Attorneys for Criminal Appeals in Mail and Wire Fraud
The United States Attorney for Wisconsin just charged you with mail and wire fraud. You thought it couldn’t get any worse. It could, and it just did, because you took your case before a federal jury, and now you’ve been convicted of mail and wire fraud. You’ve resigned yourself to the fact that you’re going to do time and pay huge fines -– it’s just a question of how much of each. But that is not the only possible outcome.
Before you do anything else, call the Milwaukee criminal appeal attorneys at Hart Powell, S.C. at [phone-name] or make an appointment through our website. You’ll get a straightforward explanation of how to appeal your conviction and an unflinching assessment of your chances of getting the conviction overturned on appeal from attorneys who do this work, and only this work, every day.
Why Do I Need a Federal Criminal Appeals Attorney?
The federal criminal appeals process for mail or wire fraud convictions is complex and leaves little margin for error. Your life and liberty are at stake, so you can’t afford to have someone cutting their teeth on your case. One blown deadline may be all that stands between you and heavy monetary fines and potentially decades in jail. You need a fierce advocate who knows the ropes and can give you the best shot at success on appeal. You need Hart Powell, S.C..
How Do I Challenge My Mail/Wire Fraud Conviction on Appeal?
Wire fraud occurs when individuals use wire communication (television, wire, radio, internet) across more than one state for illegal financial gain. Mail fraud occurs when the scheme for illegal financial gain uses the United States Postal Service or any other interstate postal service (including UPS and FedEx) to carry out any phase of the transaction. Common offenses associated with wire fraud and mail fraud are:
Both the mail fraud and wire fraud statutes prohibit schemes to defraud or to obtain money or property by means of “false or fraudulent pretenses, representations, or promises.” To obtain a conviction under these statutes, the government must prove that the defendant
- was involved in a scheme to defraud;
- had an intent to defraud; and
- used the mail or wires in furtherance of that scheme.

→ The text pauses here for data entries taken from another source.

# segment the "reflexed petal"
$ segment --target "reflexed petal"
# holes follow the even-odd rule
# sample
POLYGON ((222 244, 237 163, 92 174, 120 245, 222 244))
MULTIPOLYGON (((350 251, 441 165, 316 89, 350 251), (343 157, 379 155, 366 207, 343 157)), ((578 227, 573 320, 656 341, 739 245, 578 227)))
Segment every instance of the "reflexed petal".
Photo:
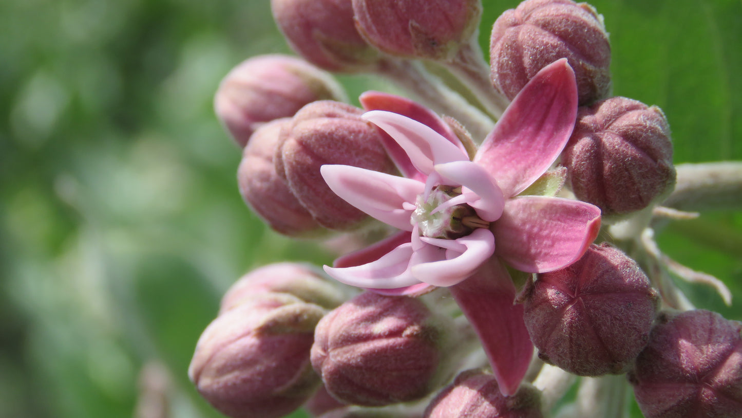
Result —
POLYGON ((424 183, 351 166, 324 165, 320 172, 330 189, 345 201, 384 223, 412 230, 413 211, 403 203, 414 203, 424 183))
POLYGON ((600 229, 600 209, 571 199, 522 196, 505 202, 490 227, 495 253, 527 272, 545 272, 571 264, 600 229))
POLYGON ((416 252, 410 271, 421 281, 435 286, 453 286, 465 280, 490 258, 495 250, 494 238, 489 229, 476 229, 465 237, 454 240, 455 244, 451 240, 426 237, 421 237, 420 239, 430 244, 428 246, 434 248, 416 252), (441 249, 435 248, 438 244, 446 246, 444 255, 441 249), (461 251, 459 246, 463 246, 464 249, 461 251), (434 253, 433 251, 438 252, 434 253), (433 254, 438 256, 435 257, 433 254), (440 261, 434 261, 436 259, 440 261))
POLYGON ((536 181, 562 152, 574 128, 574 72, 560 59, 544 67, 502 114, 474 162, 497 180, 505 197, 536 181))
POLYGON ((423 174, 435 164, 468 160, 466 153, 432 128, 395 113, 371 111, 361 117, 389 134, 404 149, 413 165, 423 174))
POLYGON ((500 391, 515 393, 533 345, 523 322, 523 305, 513 304, 516 289, 508 270, 492 258, 450 290, 479 336, 500 391))

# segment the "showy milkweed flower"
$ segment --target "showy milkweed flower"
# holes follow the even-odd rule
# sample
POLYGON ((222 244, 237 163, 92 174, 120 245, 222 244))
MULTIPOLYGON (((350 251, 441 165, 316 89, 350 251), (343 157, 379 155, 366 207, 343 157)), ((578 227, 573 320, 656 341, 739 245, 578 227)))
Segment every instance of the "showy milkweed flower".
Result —
POLYGON ((404 150, 390 147, 405 177, 348 166, 323 166, 322 176, 351 205, 401 231, 325 270, 386 294, 451 287, 501 391, 512 394, 533 346, 503 263, 526 272, 564 267, 582 256, 600 229, 600 210, 591 204, 519 195, 562 152, 577 108, 574 73, 560 59, 523 88, 471 160, 457 139, 429 121, 367 112, 363 117, 404 150))

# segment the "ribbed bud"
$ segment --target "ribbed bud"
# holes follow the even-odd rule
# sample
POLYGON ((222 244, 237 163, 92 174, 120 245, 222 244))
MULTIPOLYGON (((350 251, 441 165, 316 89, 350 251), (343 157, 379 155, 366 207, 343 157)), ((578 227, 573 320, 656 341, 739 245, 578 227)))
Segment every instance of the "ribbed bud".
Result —
POLYGON ((324 164, 390 173, 394 165, 384 134, 361 119, 363 111, 339 102, 315 102, 301 108, 276 149, 276 172, 299 202, 326 228, 347 230, 368 216, 335 194, 320 174, 324 164))
POLYGON ((245 202, 271 228, 287 235, 306 235, 321 227, 276 173, 273 161, 282 128, 291 123, 288 118, 274 120, 252 134, 243 150, 237 184, 245 202))
POLYGON ((575 195, 600 207, 603 216, 644 209, 675 183, 664 114, 626 97, 579 109, 562 163, 575 195))
POLYGON ((482 0, 353 0, 358 31, 379 50, 449 61, 479 26, 482 0))
POLYGON ((625 373, 649 340, 658 295, 618 249, 593 245, 527 286, 524 319, 539 356, 570 373, 625 373))
POLYGON ((424 418, 542 418, 541 393, 528 383, 505 396, 495 376, 477 370, 462 372, 427 406, 424 418))
POLYGON ((327 391, 349 404, 418 399, 447 371, 447 320, 418 299, 367 292, 320 321, 312 365, 327 391))
POLYGON ((328 71, 372 71, 378 51, 361 36, 353 23, 350 0, 271 0, 278 27, 289 45, 328 71))
POLYGON ((315 100, 344 97, 332 76, 309 62, 286 55, 261 55, 243 61, 224 77, 214 108, 234 142, 243 147, 266 122, 291 117, 315 100))
POLYGON ((662 314, 628 376, 644 416, 742 416, 741 331, 715 312, 662 314))
POLYGON ((587 3, 526 0, 495 22, 490 39, 493 85, 512 99, 539 70, 566 58, 574 70, 581 105, 606 97, 611 45, 587 3))
POLYGON ((188 368, 199 393, 233 418, 278 418, 317 389, 309 351, 320 307, 263 293, 214 319, 188 368))

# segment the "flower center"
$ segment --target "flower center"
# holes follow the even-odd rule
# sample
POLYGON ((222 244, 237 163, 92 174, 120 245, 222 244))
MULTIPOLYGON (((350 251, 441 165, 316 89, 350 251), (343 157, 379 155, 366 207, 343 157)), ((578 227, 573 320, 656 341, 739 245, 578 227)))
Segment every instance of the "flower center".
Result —
POLYGON ((482 221, 469 205, 445 204, 461 194, 461 187, 441 185, 430 191, 427 199, 423 200, 422 195, 418 196, 411 221, 419 227, 421 235, 455 240, 468 235, 476 228, 490 227, 490 223, 482 221))

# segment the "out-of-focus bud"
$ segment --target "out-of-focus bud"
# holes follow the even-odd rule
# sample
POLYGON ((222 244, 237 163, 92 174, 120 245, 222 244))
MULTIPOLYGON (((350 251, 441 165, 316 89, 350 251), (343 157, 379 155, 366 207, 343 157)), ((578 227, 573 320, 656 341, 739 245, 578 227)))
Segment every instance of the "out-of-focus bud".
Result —
POLYGON ((495 376, 477 370, 462 372, 427 406, 424 418, 541 418, 541 393, 528 383, 505 396, 495 376))
POLYGON ((278 418, 317 389, 309 352, 324 310, 263 293, 223 313, 201 335, 188 368, 199 393, 233 418, 278 418))
POLYGON ((312 365, 338 399, 382 406, 422 398, 447 373, 447 318, 405 296, 362 293, 320 321, 312 365))
POLYGON ((449 61, 479 26, 482 0, 353 0, 358 31, 380 50, 449 61))
POLYGON ((252 134, 243 150, 237 179, 243 199, 271 228, 286 235, 306 235, 321 227, 278 175, 273 161, 281 128, 291 123, 289 118, 276 120, 252 134))
POLYGON ((649 338, 659 300, 631 258, 593 245, 524 291, 524 319, 539 356, 580 376, 625 373, 649 338))
POLYGON ((574 70, 581 105, 608 96, 611 45, 603 17, 587 3, 526 0, 492 27, 492 83, 510 99, 539 70, 561 58, 574 70))
POLYGON ((240 146, 260 125, 291 117, 315 100, 345 98, 329 74, 303 59, 262 55, 243 61, 224 77, 214 97, 217 116, 240 146))
POLYGON ((350 0, 271 0, 273 18, 289 45, 328 71, 372 71, 378 50, 353 23, 350 0))
POLYGON ((325 280, 320 270, 298 263, 275 263, 240 278, 222 297, 220 313, 250 301, 265 292, 289 293, 326 309, 336 307, 345 295, 335 281, 325 280))
POLYGON ((363 113, 339 102, 310 103, 294 116, 276 149, 278 175, 315 220, 330 229, 356 228, 368 215, 330 190, 320 167, 342 164, 384 173, 394 170, 382 145, 384 134, 362 120, 363 113))
POLYGON ((661 201, 675 184, 665 114, 626 97, 580 108, 562 163, 575 195, 603 216, 620 218, 661 201))
POLYGON ((628 375, 647 418, 742 414, 742 323, 715 312, 663 313, 628 375))

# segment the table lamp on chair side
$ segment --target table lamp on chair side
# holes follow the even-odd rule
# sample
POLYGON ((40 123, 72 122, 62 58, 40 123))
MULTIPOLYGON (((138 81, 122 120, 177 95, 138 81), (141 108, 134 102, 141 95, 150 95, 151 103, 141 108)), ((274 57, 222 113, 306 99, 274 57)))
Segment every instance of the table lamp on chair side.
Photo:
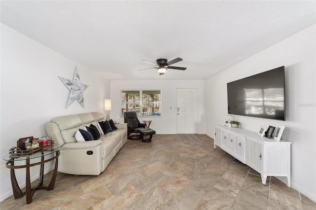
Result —
POLYGON ((109 111, 111 110, 111 99, 104 100, 104 110, 106 111, 108 111, 107 117, 105 118, 105 120, 108 121, 110 120, 110 117, 109 117, 109 111))

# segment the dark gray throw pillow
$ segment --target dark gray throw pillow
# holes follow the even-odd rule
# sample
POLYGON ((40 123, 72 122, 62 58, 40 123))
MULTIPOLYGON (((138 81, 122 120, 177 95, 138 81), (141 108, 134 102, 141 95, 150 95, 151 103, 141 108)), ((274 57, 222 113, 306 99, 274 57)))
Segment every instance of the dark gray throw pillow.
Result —
POLYGON ((112 119, 109 120, 109 122, 110 123, 110 125, 111 125, 111 127, 112 129, 112 131, 118 130, 118 128, 117 128, 117 127, 115 126, 115 125, 114 124, 114 122, 113 122, 113 120, 112 119))
POLYGON ((100 133, 99 133, 99 131, 98 131, 96 127, 91 124, 89 127, 85 126, 85 127, 88 131, 91 133, 94 140, 98 140, 100 139, 100 133))

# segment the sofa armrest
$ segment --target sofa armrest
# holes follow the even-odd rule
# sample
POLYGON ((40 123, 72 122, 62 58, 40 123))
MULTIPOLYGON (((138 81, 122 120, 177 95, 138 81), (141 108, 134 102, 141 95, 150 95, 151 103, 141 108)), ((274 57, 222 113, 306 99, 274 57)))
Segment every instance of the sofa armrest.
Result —
POLYGON ((77 142, 67 143, 63 145, 63 148, 67 149, 89 149, 96 147, 99 145, 103 145, 103 142, 101 140, 89 140, 83 142, 77 142))

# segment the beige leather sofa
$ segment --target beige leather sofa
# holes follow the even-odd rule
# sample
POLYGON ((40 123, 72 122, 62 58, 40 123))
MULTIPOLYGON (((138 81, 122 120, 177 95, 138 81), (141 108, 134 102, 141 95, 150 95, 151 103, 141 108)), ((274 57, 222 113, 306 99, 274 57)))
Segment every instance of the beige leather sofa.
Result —
MULTIPOLYGON (((75 135, 79 129, 95 125, 104 119, 102 112, 64 116, 52 119, 45 125, 55 146, 61 146, 58 171, 78 175, 99 175, 126 141, 126 123, 116 125, 118 129, 101 135, 98 140, 77 142, 75 135)), ((101 134, 101 132, 100 132, 101 134)))

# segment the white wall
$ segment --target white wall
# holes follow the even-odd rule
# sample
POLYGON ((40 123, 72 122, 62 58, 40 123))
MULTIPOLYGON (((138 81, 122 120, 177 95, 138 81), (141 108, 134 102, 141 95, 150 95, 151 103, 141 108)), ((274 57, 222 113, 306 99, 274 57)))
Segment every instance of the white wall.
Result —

In your case, during the trial, the government, therefore, had to prove that you “made a material false statement, misrepresentation, or promise, or concealed a material fact.” The first line of attack when appealing your conviction will be to dispute that the government proved all three of these elements of the offense beyond a reasonable doubt. This may be accomplished by casting doubt on the credibility of the government’s witnesses, arguing that certain evidence on which the government relied to prove your intent or the existence of a “scheme” should not have been admitted or pointing out conflicting evidence that undermines the conclusion that you had affirmatively intended to materially misrepresent the facts (i.e., mere exaggeration).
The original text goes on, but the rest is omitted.